さすがにそこまで漏らすほど危険妖保護の会は甘くないようだ。参加者が分かっただけでもよしとするべきだろう。
「その下の資料は妖抹消委員会の参加者だ。切桜恋歌は昨日伝えたとおりだ。机にさえ気をつければ眠らされることも無かろう。問題は……」
資料にあるのは小笠原公一。
三嘉凪さん同様顔立ちを見ただけで体育会系の強そうな顔である。
「この男、何度か噂を聞いたことがある。何でも刃物などを収集するのが趣味な危険人物らしい。力も強いのは見て分かるだろう。出会ったら迷わず逃げろ。特に前田と有伽」
隊長に言われなくても当然です。真奈香か稲穂がいないようなら絶対逃げるし。
前田さんも恐々頷く。
隊長は私たちが頷いたのを見て頷き返し、再び口を開いた。
「さて、残りの二人だが井沢あらた、鮫永芳は個人的に小林が知っていた。妖は分からないが情報収集がメインらしい。大して脅威にはならないそうだ」
冴えない男と馬鹿面の女だった。
へぇ、芳って書いてかおるって呼ぶんだ。どうでもいいけど一つ勉強になった。
にしても今時ガングロはちょっとどうだろって思うよ。
しかも写真写すときにガム噛んでるし……変な顔。
「以上、この者たちを抹消、もしくは再起不能に陥れれば我々の勝利だ」
本来なら本部に【黴】を送ればよかったのだろうが、私に取り憑いてしまった以上私ごと実験素材として送るわけには行かないからだ。
私だって冗談じゃない。
となれば、敵対勢力の排除くらいしか私が無事に済む方法はなさそうだ。
幸いなのは他に事件が起きてないこと。
そりゃ、普通の事件は毎日のように起きちょりますがね、私たちの担当は妖使いが起こした事件の中でも抹消が主ですから。
滅多に出撃命令は降りないってもんですよ。
「それと有伽、真奈香、今日からしばらく学校は休んでもらう。ご両親には連絡を入れておいたので今日からもここに泊まるといい」
あ、そういえば母さん帰ってたのにあんまし話できてなかったな。
三年ぶりだからちょっと話もしたかったけど……まぁいいや。
今生の別れになるわけでもなし。
問題があるとすれば親父のご飯だけど、それは隊長も知っているので手を回してくれたらしい。
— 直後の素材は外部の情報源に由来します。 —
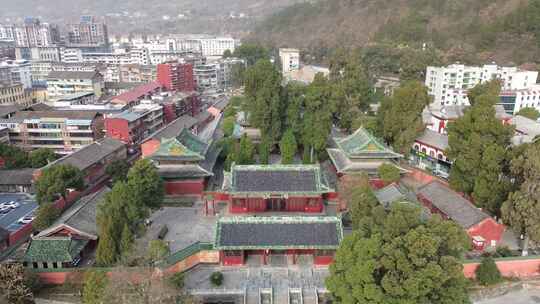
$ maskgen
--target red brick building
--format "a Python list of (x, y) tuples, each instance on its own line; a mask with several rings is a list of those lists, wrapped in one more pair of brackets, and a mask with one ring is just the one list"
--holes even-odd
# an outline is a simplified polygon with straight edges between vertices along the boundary
[(214, 249), (223, 265), (243, 265), (258, 256), (266, 265), (286, 257), (296, 264), (301, 255), (314, 265), (329, 265), (341, 240), (341, 220), (335, 216), (222, 217), (216, 224)]
[(138, 145), (163, 127), (163, 118), (161, 105), (141, 104), (132, 110), (105, 117), (105, 132), (107, 137), (118, 139), (129, 146)]
[(500, 242), (505, 227), (488, 214), (476, 208), (471, 202), (446, 185), (433, 181), (420, 187), (416, 193), (418, 200), (431, 213), (452, 220), (471, 237), (476, 250), (495, 247)]
[(166, 62), (157, 66), (157, 81), (169, 91), (195, 91), (193, 65), (190, 63)]
[(333, 192), (319, 165), (233, 165), (223, 188), (231, 213), (320, 213)]
[(138, 105), (141, 100), (150, 98), (152, 95), (161, 92), (162, 88), (163, 86), (157, 81), (145, 83), (113, 97), (111, 103), (132, 107)]

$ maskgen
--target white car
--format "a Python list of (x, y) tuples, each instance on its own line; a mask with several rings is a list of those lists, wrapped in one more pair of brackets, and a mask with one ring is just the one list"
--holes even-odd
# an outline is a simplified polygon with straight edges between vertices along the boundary
[(19, 224), (28, 224), (34, 220), (33, 216), (25, 216), (19, 219)]
[(15, 208), (18, 208), (21, 204), (15, 202), (15, 201), (11, 201), (9, 203), (4, 203), (4, 206), (5, 207), (9, 207), (11, 209), (15, 209)]
[(11, 207), (0, 205), (0, 214), (6, 214), (11, 211)]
出来ればドアも、修理業者頼んで欲しいなぁ。忘れてるんだろうけど。
「ただ、全員でここに籠もっていても意味は無い。相手の襲撃は予想されるが相手を倒すためには襲撃してきてもらう必要がある。よってこれから外出する」
虎穴に入らずんば虎子を獲ずって奴ですな。
相手がどこにいるか分からないので自分たちを囮にするしかないのだ。
さすがに全員一塊になっておかないと各個撃破される恐れがある。
いやね、確かに隊長や稲穂は大丈夫なんだけど私や前田さんがなんていうか……その、ね?
「まずはこれからしばらくの食料の買出しだ。経費で落ちるとはいえ変な物は買わないように」
隊長の言葉に小林さんが頷き席を立つ。
倒れたままの翼の首根っこを掴み上げ無理矢理立ち上がらせた。
前田さんも話は付いたと立ち上がり、隊長も席を立つ。
「では早速だが外出するとしよう」
残された私たちはお互いに顔を見て慌てるように隊長たちの後を追った。
なんかお泊まり会みたいだ。襲撃があるかもしれないのにちょっと楽しみな私だった。